Why Everyone Should Take Computer Science 1
If I had to give a Ted Talk, this would be it (at least, it would definitely be high on the list). Not to be cheesy, but CS1 changed my life. Then and there, I decided that I was going to be a computer science major, as opposed to all the signs on my college application that I would be headed the quantitative social science (QSS) route. While there are plenty of other current CS majors who share my similar experience of stumbling upon CS by happening to take CS1 their freshman year, there are also those who have the decidedly opposite reaction. Some hate it, and others find it, quite frankly, boring. Regardless, I believe that it is infinitely important that every freshman should have their bat at it.

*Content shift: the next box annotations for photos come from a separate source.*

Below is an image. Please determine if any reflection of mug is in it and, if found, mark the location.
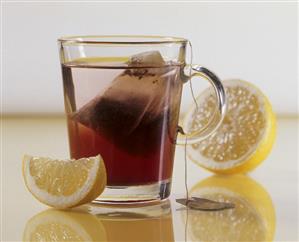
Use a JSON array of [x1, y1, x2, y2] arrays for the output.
[[23, 202, 174, 242], [59, 36, 225, 202], [97, 202, 175, 242], [183, 175, 275, 242]]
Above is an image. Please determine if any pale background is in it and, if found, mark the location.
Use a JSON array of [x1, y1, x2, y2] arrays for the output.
[[1, 1, 298, 115]]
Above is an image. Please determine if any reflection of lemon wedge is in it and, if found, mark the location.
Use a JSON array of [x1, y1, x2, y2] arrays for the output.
[[184, 80, 276, 173], [23, 209, 106, 242], [185, 175, 275, 241], [23, 155, 106, 208]]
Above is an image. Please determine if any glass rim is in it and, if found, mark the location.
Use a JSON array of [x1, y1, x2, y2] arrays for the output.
[[58, 35, 188, 45]]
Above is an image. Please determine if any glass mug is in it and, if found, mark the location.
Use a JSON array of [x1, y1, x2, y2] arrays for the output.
[[58, 36, 225, 203]]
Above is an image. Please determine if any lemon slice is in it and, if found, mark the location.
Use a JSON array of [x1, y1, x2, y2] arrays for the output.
[[183, 174, 275, 241], [23, 209, 107, 242], [184, 80, 276, 174], [23, 155, 106, 208]]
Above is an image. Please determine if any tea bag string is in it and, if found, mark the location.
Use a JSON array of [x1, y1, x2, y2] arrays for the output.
[[184, 40, 198, 201], [184, 40, 198, 241]]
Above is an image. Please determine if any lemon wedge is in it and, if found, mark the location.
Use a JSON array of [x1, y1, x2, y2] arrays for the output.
[[23, 155, 107, 208], [184, 80, 276, 174], [23, 209, 107, 242], [183, 174, 275, 242]]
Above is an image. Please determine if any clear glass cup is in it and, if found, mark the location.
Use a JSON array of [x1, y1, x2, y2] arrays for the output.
[[58, 36, 225, 203]]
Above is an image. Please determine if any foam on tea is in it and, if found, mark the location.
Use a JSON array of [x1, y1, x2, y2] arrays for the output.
[[63, 51, 182, 185]]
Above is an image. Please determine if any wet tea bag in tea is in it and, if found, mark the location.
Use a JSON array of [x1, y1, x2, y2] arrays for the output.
[[73, 51, 180, 153]]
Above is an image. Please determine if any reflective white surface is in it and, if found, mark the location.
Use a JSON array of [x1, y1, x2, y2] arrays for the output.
[[1, 117, 299, 241]]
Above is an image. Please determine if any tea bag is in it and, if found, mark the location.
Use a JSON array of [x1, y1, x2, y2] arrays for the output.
[[73, 51, 177, 153]]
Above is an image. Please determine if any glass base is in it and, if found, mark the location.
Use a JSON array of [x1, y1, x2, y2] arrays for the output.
[[93, 180, 171, 204]]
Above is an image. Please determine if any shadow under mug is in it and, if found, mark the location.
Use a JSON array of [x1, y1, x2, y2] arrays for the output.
[[58, 36, 225, 203]]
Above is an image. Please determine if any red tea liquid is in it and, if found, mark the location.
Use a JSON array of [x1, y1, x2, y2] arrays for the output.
[[62, 59, 182, 186]]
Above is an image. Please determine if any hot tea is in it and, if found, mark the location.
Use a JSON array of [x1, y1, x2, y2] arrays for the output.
[[62, 52, 182, 186]]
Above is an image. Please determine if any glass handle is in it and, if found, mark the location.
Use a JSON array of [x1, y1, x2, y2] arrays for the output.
[[176, 65, 226, 145]]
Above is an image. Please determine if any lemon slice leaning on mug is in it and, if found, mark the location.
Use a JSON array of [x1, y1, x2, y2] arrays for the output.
[[23, 155, 107, 208], [184, 80, 276, 174]]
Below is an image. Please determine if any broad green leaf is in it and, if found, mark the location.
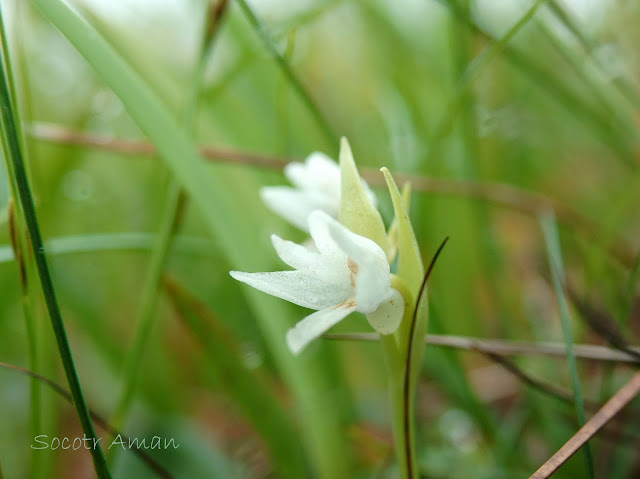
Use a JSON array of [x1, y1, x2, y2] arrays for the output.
[[340, 137, 389, 253], [33, 0, 348, 479]]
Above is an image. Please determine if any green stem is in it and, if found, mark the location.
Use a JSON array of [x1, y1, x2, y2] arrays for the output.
[[381, 334, 418, 479], [0, 15, 111, 479], [540, 213, 594, 479]]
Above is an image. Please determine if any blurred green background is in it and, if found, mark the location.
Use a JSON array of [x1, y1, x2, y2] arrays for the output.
[[0, 0, 640, 479]]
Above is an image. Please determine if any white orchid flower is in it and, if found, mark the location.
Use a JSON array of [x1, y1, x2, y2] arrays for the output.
[[230, 210, 404, 354], [260, 152, 376, 232]]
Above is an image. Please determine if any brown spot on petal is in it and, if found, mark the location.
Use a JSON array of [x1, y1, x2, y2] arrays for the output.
[[333, 298, 356, 309], [347, 258, 360, 288]]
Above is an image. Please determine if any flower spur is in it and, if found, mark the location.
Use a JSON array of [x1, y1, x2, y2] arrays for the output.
[[230, 210, 404, 354]]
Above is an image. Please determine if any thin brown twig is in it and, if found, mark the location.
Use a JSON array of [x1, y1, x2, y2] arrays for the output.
[[322, 333, 640, 364], [25, 123, 636, 268], [0, 362, 173, 479], [529, 372, 640, 479], [484, 351, 600, 410]]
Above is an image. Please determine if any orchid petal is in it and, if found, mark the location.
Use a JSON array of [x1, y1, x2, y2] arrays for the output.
[[229, 271, 352, 309], [367, 288, 405, 334], [284, 151, 340, 195], [271, 235, 350, 288], [287, 301, 356, 354], [260, 186, 336, 231], [328, 212, 391, 313], [309, 211, 344, 254]]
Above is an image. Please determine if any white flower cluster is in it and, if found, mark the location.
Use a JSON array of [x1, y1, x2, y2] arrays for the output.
[[230, 141, 404, 354]]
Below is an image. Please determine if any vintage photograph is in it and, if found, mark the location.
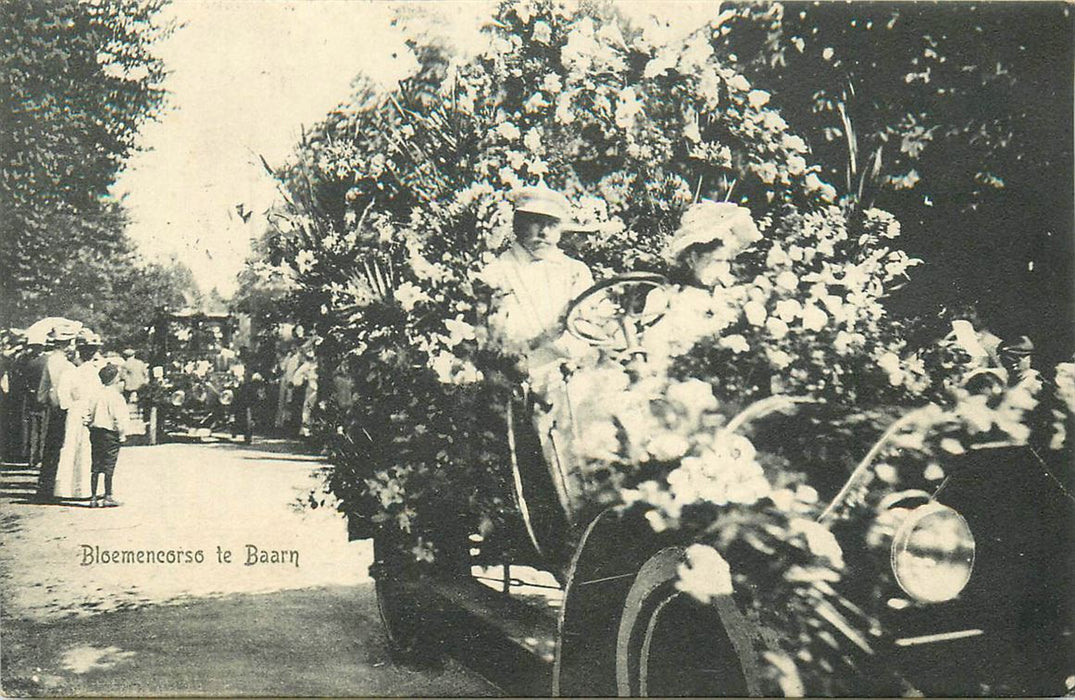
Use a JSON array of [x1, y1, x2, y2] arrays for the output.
[[0, 0, 1075, 697]]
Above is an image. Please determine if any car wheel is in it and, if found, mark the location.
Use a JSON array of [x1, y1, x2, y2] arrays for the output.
[[616, 547, 761, 697]]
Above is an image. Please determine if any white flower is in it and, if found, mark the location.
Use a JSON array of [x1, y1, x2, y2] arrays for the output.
[[765, 243, 791, 268], [683, 119, 702, 143], [522, 127, 541, 153], [746, 90, 770, 110], [765, 348, 792, 370], [765, 316, 788, 340], [392, 282, 429, 313], [774, 299, 803, 322], [728, 73, 750, 92], [616, 87, 643, 129], [780, 133, 806, 152], [429, 351, 455, 384], [743, 300, 768, 326], [664, 380, 717, 413], [541, 73, 563, 95], [295, 249, 317, 274], [832, 330, 866, 355], [675, 544, 732, 603], [556, 92, 575, 124], [776, 270, 799, 291], [751, 160, 778, 185], [803, 304, 829, 331], [444, 318, 474, 347], [497, 122, 522, 141], [788, 517, 844, 569], [720, 333, 750, 354], [646, 431, 690, 461], [530, 20, 553, 46]]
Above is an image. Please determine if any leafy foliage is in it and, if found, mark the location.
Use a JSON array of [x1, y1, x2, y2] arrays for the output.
[[0, 0, 182, 342], [721, 3, 1075, 362], [250, 2, 1070, 695]]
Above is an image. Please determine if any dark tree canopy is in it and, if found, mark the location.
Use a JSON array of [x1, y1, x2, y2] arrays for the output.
[[0, 0, 180, 337]]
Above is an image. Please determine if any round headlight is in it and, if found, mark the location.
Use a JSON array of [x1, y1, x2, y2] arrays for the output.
[[892, 502, 974, 603]]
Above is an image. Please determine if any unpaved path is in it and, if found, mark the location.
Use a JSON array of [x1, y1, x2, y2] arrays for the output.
[[0, 442, 496, 696]]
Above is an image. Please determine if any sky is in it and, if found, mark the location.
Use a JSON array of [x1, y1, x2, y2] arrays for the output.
[[113, 0, 717, 296]]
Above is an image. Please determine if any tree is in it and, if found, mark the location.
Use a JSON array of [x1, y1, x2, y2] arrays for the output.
[[721, 3, 1075, 360], [0, 0, 168, 325]]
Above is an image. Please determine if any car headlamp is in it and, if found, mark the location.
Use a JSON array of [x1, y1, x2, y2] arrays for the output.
[[891, 502, 974, 603]]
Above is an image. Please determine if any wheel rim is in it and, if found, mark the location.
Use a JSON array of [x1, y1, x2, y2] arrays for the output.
[[635, 591, 748, 697], [616, 547, 760, 697]]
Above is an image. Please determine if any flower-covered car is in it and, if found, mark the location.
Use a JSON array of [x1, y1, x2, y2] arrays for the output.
[[250, 0, 1072, 696], [148, 311, 248, 435], [365, 266, 1075, 696]]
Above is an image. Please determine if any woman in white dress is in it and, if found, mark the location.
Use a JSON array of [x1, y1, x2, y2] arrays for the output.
[[53, 337, 101, 498]]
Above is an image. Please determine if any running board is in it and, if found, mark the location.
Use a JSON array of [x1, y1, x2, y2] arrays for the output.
[[425, 577, 557, 697]]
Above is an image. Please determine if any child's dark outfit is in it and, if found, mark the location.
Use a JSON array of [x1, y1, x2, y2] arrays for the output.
[[89, 385, 129, 505]]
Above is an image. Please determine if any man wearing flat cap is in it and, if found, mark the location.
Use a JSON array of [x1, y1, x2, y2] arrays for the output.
[[483, 186, 593, 367]]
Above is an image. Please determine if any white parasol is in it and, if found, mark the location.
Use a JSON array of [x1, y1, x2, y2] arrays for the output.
[[26, 316, 82, 345]]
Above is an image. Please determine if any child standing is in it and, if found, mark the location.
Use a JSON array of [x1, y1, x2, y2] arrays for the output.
[[89, 365, 128, 508]]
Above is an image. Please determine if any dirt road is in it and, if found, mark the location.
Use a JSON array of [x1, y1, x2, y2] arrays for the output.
[[0, 442, 497, 696]]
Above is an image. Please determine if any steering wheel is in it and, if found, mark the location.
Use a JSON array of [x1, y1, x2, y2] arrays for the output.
[[563, 272, 669, 353]]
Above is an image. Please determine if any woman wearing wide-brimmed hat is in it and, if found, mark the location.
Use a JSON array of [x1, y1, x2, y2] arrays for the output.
[[53, 329, 101, 499], [664, 200, 761, 287]]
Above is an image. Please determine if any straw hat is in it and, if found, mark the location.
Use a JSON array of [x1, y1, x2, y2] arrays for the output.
[[75, 328, 102, 347], [664, 201, 761, 260], [46, 324, 80, 343], [513, 185, 572, 222]]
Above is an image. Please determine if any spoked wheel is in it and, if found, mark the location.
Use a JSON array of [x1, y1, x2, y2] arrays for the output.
[[372, 530, 440, 666], [616, 547, 761, 697]]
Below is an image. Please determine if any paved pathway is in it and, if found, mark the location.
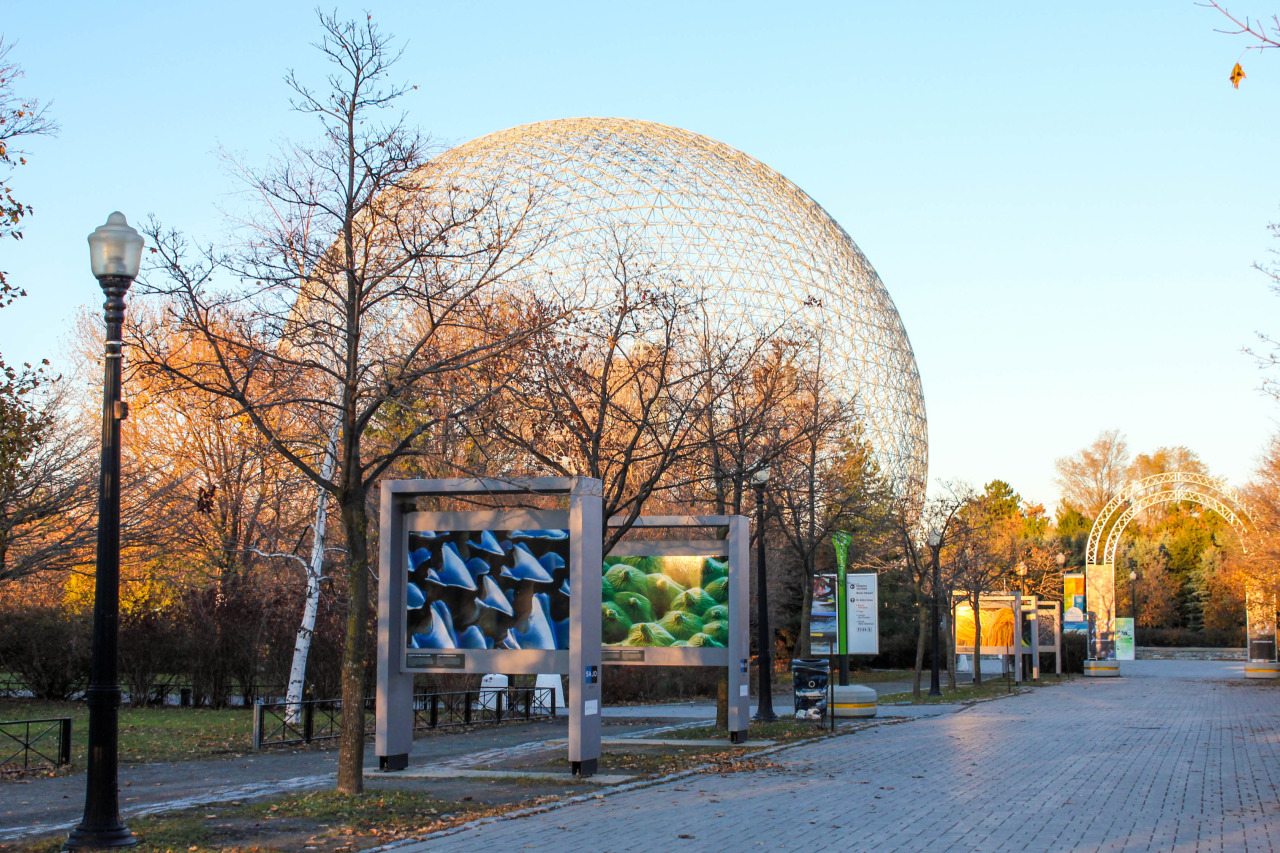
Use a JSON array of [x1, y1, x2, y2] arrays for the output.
[[384, 661, 1280, 853]]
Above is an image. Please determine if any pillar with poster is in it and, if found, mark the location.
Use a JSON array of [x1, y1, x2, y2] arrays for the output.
[[809, 533, 879, 686]]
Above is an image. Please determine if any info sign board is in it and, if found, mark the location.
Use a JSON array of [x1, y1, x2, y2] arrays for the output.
[[1116, 616, 1137, 661], [809, 558, 879, 654]]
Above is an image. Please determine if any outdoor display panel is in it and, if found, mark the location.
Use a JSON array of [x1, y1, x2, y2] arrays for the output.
[[376, 476, 603, 775], [600, 515, 750, 740], [952, 593, 1033, 681], [404, 511, 571, 655], [1036, 601, 1062, 675]]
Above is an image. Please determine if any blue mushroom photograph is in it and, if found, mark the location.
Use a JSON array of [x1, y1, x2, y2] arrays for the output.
[[404, 522, 570, 651]]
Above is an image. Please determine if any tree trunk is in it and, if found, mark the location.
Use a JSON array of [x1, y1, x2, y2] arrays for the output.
[[338, 488, 369, 794], [911, 603, 932, 701], [973, 601, 982, 686], [942, 612, 956, 690], [284, 433, 338, 725]]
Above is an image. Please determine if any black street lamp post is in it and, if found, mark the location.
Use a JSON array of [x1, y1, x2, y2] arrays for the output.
[[64, 211, 142, 848], [929, 528, 942, 695], [751, 467, 778, 722]]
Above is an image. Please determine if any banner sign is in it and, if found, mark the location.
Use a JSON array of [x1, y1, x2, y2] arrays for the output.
[[1116, 616, 1137, 661], [845, 573, 879, 654], [809, 533, 879, 654], [809, 575, 842, 654], [1062, 571, 1089, 634]]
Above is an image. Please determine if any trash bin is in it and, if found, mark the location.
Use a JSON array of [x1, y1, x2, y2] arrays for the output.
[[791, 660, 831, 720]]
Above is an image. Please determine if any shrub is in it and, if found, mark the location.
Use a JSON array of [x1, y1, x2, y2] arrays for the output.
[[1137, 628, 1244, 648], [119, 607, 184, 706], [0, 607, 92, 701]]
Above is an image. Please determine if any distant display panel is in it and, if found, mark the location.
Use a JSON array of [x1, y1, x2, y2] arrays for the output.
[[404, 529, 570, 651], [956, 602, 1015, 649], [600, 555, 730, 648]]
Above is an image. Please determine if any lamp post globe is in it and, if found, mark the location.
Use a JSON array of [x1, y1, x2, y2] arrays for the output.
[[64, 211, 143, 848], [751, 465, 778, 722], [928, 528, 942, 695]]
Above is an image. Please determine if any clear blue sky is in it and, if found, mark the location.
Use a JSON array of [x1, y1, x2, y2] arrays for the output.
[[0, 0, 1280, 506]]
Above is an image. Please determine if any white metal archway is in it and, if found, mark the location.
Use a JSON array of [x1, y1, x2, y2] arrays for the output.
[[1084, 471, 1253, 660]]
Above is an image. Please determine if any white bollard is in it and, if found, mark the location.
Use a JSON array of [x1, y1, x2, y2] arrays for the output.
[[831, 684, 877, 717], [534, 674, 568, 711], [1244, 661, 1280, 679], [1084, 661, 1120, 679], [476, 674, 507, 711]]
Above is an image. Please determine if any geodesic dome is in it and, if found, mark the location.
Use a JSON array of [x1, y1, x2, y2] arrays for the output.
[[430, 118, 928, 498]]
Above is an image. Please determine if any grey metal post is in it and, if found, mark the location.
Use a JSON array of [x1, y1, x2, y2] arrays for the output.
[[568, 478, 604, 776], [374, 488, 413, 771], [728, 515, 751, 743]]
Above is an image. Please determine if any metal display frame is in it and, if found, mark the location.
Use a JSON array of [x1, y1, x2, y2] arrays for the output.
[[1028, 596, 1062, 678], [951, 592, 1039, 684], [596, 515, 751, 743], [375, 476, 603, 776]]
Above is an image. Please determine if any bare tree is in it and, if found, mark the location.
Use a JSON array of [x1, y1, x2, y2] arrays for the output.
[[1196, 0, 1280, 50], [769, 351, 891, 657], [0, 386, 97, 584], [870, 483, 973, 699], [138, 14, 550, 793], [468, 231, 764, 553], [1053, 429, 1129, 519]]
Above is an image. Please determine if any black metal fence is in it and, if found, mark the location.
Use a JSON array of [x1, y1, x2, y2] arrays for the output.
[[413, 686, 556, 731], [0, 717, 72, 772], [253, 688, 556, 749]]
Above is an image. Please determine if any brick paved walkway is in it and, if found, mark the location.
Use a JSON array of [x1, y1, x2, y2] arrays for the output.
[[396, 661, 1280, 853]]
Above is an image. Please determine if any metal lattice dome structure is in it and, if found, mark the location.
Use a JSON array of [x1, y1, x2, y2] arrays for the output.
[[430, 118, 928, 497]]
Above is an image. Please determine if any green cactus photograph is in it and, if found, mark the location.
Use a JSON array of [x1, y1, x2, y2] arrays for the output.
[[600, 556, 728, 648]]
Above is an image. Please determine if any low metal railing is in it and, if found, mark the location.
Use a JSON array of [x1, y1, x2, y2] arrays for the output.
[[253, 686, 556, 749], [253, 697, 375, 749], [0, 717, 72, 772], [413, 686, 556, 731]]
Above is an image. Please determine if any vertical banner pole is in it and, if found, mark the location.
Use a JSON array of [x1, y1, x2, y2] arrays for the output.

Learning the very basics of coding is so important for our increasingly technology-dependent world these days. The world runs on computers; we live on the internet. Companies would be rendered useless without tech, and I believe it will be important for employees to have some sort of at least basic understanding. Furthermore, coding forces you to think differently than you may be used to. It requires your brain to be flexible; you have to have problem solving skills, something quite important in about any field of work.
But what if I'm bad at it and end up getting a bad grade? First off, though I can sympathize with the sentiment, if you never try anything for fear of failing, you'll live an awfully boring academic career. But regardless, you don't even need to worry about that! Dartmouth has this nifty thing called the non-recording option, otherwise known as the NRO. You can set an NRO at a certain point, such that the grade is the lower limit of the grade you would accept for the course. If your grade is below the NRO limit, you still get class credit for it, the grade just doesn't show up on the transcript. It's the perfect way to be able to try new things with a safety net - so it doesn't entirely negatively impact your GPA.
Dartmouth is a liberal arts school for a reason. It allows you exposure to all sorts of ideas. It's what I love most about the Dartmouth curriculum, and how I got to take CS1 in the first place. I came into the class without coding experience, and so did many of my friends who are now fellow computer science majors. There are no prerequisites for a reason! This term, I am tutoring for the class, and am reminded of just what a great class it was. Anyone can and should take it—at least in my entirely unbiased opinion.